|
Modular Multimodal Alignment using Time-Series EHR Data for Enhancing Medical Image Classification |
Soundness: 1: poor
Presentation: 1: poor
Contribution: 1: poor
Rating: 0:
Confidence: 5: You are absolutely certain about your assessment. You are very familiar with the related work and checked the math/other details carefully. |
This paper proposes a method called MedCAM, which aims to integrate time-series EHR data to help medical image classification. A simple batch-wise alignment is proposed to achieve feature alignment between EHR and CXR.
- The problem of integrating multimodal data that this paper tries to tackle is significant.
- I suspect this paper is generated by LLM. Smoking gun: I can easily identify multiple non-existing literature cited:
- Qingsong Yao, Xiaoguang Ye, Shuo Wang, Yunfan Xue, Le Hu, Hanqing Wang, and Lin Shen. Drfuse: Multimodal fusion of electronic health records and chest x-rays for covid-19 outcome prediction. IEEE Journal of Biomedical and Health Informatics, 28(3):1327–1338, 2024b.
- Yuhao Zhang, Ruibo Fu, Nishal Shah, Maya Varma, Chao Xiao, Corey W Arnold, Christopher D Manning, and Curtis P Langlotz. Refers: Radiology report findings extraction and representation system. Nature Communications, 14(1):3067, 2023a.
- Ziling Zhang, Ruizhi Wu, Yongzhi Wang, Yinghao Wang, Chao Xiao, and David Sontag.
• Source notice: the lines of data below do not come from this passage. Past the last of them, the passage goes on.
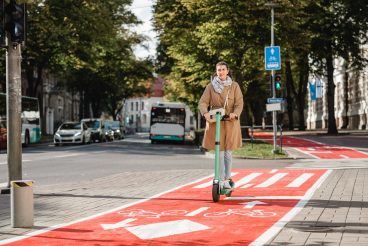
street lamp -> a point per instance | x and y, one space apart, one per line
274 116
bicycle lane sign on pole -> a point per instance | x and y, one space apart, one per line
187 215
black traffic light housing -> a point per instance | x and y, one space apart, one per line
278 82
15 21
2 23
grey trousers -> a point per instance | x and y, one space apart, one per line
226 162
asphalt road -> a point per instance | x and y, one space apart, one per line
47 164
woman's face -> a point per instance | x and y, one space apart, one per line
222 71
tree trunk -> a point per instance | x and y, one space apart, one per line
289 98
332 129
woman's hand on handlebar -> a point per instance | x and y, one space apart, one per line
207 116
233 116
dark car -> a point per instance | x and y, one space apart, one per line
117 127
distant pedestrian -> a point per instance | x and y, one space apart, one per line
223 92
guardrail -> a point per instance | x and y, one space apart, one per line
279 129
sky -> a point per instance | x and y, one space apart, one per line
143 10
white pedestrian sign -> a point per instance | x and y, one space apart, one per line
272 58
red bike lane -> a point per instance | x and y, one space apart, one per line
263 201
312 148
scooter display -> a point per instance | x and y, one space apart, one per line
218 187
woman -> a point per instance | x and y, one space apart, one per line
222 89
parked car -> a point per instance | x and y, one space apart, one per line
117 127
97 127
72 132
109 134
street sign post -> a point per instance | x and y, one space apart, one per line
275 100
272 58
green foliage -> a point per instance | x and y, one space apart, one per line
87 45
195 35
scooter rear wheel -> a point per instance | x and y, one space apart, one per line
215 192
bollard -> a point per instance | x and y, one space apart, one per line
21 203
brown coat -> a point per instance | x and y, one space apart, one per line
230 136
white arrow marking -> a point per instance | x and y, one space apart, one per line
164 229
197 211
252 204
121 224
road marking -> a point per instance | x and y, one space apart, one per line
236 198
272 180
164 229
121 224
247 179
197 211
300 180
68 155
252 204
246 186
276 228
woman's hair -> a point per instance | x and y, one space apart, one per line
222 63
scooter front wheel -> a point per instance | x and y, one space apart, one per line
215 192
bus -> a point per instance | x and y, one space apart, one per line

Lmfusion: Efficient multimodal adaptation with language models for medical applications. arXiv preprint arXiv:2412.15188, 2023b.
- Jingfeng Yao, Yifan Wang, Yuxuan Li, Yifan Zhang, Yizhou Wang, Yutong Zhang, Xiaoqian Zhang, Xinyu Li, Yuxuan Chen, Jing Zhang, et al. Eva-x: A foundation model for general chest x-ray analysis with self-supervised learning. arXiv preprint arXiv:2405.05237, 2024a. URL https://arxiv.org/abs/2405.05237. (wrong author list)
- Clinical multimodal data fusion has been studied intensively in recent three years. This paper does not compare with any of the existing approaches.
- The proposed ideas of feature alignment using softmax and cosine similarity overly simplify the complex relationship between EHR and CXR, making the proposed method technically unsound.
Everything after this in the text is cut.